Lying there in bed, I began… “Hong” (mentally) on the natural inhalation, “Sau” (mentally) on the natural exhalation. Before long it worked and I dozed off. If that was the end of the story, I would have been pleasantly surprised, but I wouldn’t say Hong-Sau was my new best friend! Here’s where it gets interesting.

That night, I found myself in a recurring nightmare – one I’ve had numerous times, for the past 20 years. It never ends pretty and I could see things were going in that same direction. Well, what do you know, in the dream I started practicing Hong-Sau! I had a totally different reaction to my circumstances in the dream and woke up feeling pretty awesome.

So, what did I do when I woke up? I started practicing Hong-Sau, of course! I realized it was still really early and though I would have liked to haul my body out of bed to meditate, “brother donkey” (as Saint Francis used to describe his body) just wasn’t going to cooperate. So, I lied there practicing Hong-Sau for a good hour. I could tell I was slipping in and out of subconsciousness but, what did it matter, whenever I realized I wasn’t practicing the technique, I simply brought myself back to it – again and again. A couple of times, my attention was deeply focused at the point between the eyebrows. During one of those times, it seemed like there was a slow windshield wiper sweeping back and forth across my forehead. Not only did it feel good, it felt in fact, that this most powerful technique of concentration was clearing out my subconscious tendencies! One by one, and without my conscious will (except to practice the technique), these samskaras were being swept into the fire of the spiritual eye.

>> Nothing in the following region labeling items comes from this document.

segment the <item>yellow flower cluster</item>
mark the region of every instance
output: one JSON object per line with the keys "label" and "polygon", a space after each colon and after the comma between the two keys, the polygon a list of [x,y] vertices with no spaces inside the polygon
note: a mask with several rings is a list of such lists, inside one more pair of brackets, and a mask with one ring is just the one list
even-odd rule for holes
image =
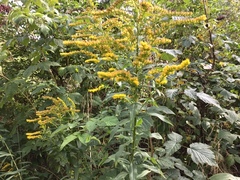
{"label": "yellow flower cluster", "polygon": [[[74,102],[68,98],[71,106],[68,107],[65,102],[60,98],[53,98],[49,96],[43,96],[43,99],[52,100],[53,105],[48,106],[46,110],[37,111],[35,119],[27,119],[26,121],[29,123],[37,122],[40,125],[40,128],[45,129],[47,124],[53,124],[56,120],[61,120],[61,118],[67,114],[71,113],[72,115],[79,110],[76,110]],[[41,137],[41,131],[37,131],[34,133],[26,133],[28,139],[35,139]]]}
{"label": "yellow flower cluster", "polygon": [[169,27],[174,25],[181,25],[181,24],[193,24],[199,23],[200,21],[205,21],[207,17],[205,15],[196,17],[196,18],[187,18],[187,19],[179,19],[179,20],[172,20],[170,22],[163,22],[161,23],[162,27]]}
{"label": "yellow flower cluster", "polygon": [[181,11],[169,11],[167,9],[158,7],[158,6],[154,6],[154,13],[160,16],[165,16],[165,15],[169,15],[169,16],[190,16],[192,15],[192,12],[181,12]]}
{"label": "yellow flower cluster", "polygon": [[153,45],[153,46],[156,46],[156,45],[160,45],[160,44],[169,44],[169,43],[171,43],[171,42],[172,42],[171,39],[167,39],[167,38],[156,38],[156,39],[153,41],[152,45]]}
{"label": "yellow flower cluster", "polygon": [[94,59],[94,58],[85,60],[85,63],[95,63],[95,64],[97,64],[99,62],[100,61],[98,59]]}
{"label": "yellow flower cluster", "polygon": [[[186,59],[179,65],[165,66],[162,70],[161,68],[154,68],[148,72],[147,78],[155,79],[158,84],[166,84],[167,76],[174,74],[176,71],[186,68],[189,64],[190,60]],[[159,74],[161,75],[159,76]]]}
{"label": "yellow flower cluster", "polygon": [[138,68],[151,63],[148,58],[151,55],[152,46],[147,42],[141,41],[139,45],[139,50],[139,55],[133,61],[133,65]]}
{"label": "yellow flower cluster", "polygon": [[100,86],[98,86],[97,88],[94,88],[94,89],[89,89],[88,90],[88,92],[90,92],[90,93],[95,93],[95,92],[97,92],[97,91],[100,91],[100,90],[102,90],[104,88],[104,85],[103,84],[101,84]]}
{"label": "yellow flower cluster", "polygon": [[69,45],[76,45],[76,46],[94,46],[94,45],[98,45],[100,44],[101,41],[100,40],[95,40],[95,41],[78,41],[78,40],[75,40],[75,41],[63,41],[63,44],[66,45],[66,46],[69,46]]}
{"label": "yellow flower cluster", "polygon": [[114,94],[113,99],[126,99],[126,94]]}
{"label": "yellow flower cluster", "polygon": [[108,72],[97,72],[99,78],[104,79],[115,79],[115,81],[120,82],[128,82],[129,84],[138,86],[139,81],[137,77],[132,77],[131,73],[129,71],[125,70],[114,70],[114,71],[108,71]]}
{"label": "yellow flower cluster", "polygon": [[140,3],[140,8],[145,12],[151,12],[153,10],[153,5],[150,2],[143,1]]}
{"label": "yellow flower cluster", "polygon": [[36,131],[33,133],[26,133],[27,139],[37,139],[37,138],[41,138],[41,131]]}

Yogananda said if you practice Hong-Sau for two hours a day (along with the other techniques on the Path of Kriya Yoga), you’d become a master. I’m not saying you should replace your formal practice of Hong-Sau with what I described, but, if you find yourself falling short of the 2-hour a day mark, why not bring Hong-Sau into your sleep, into your work, into everything you do?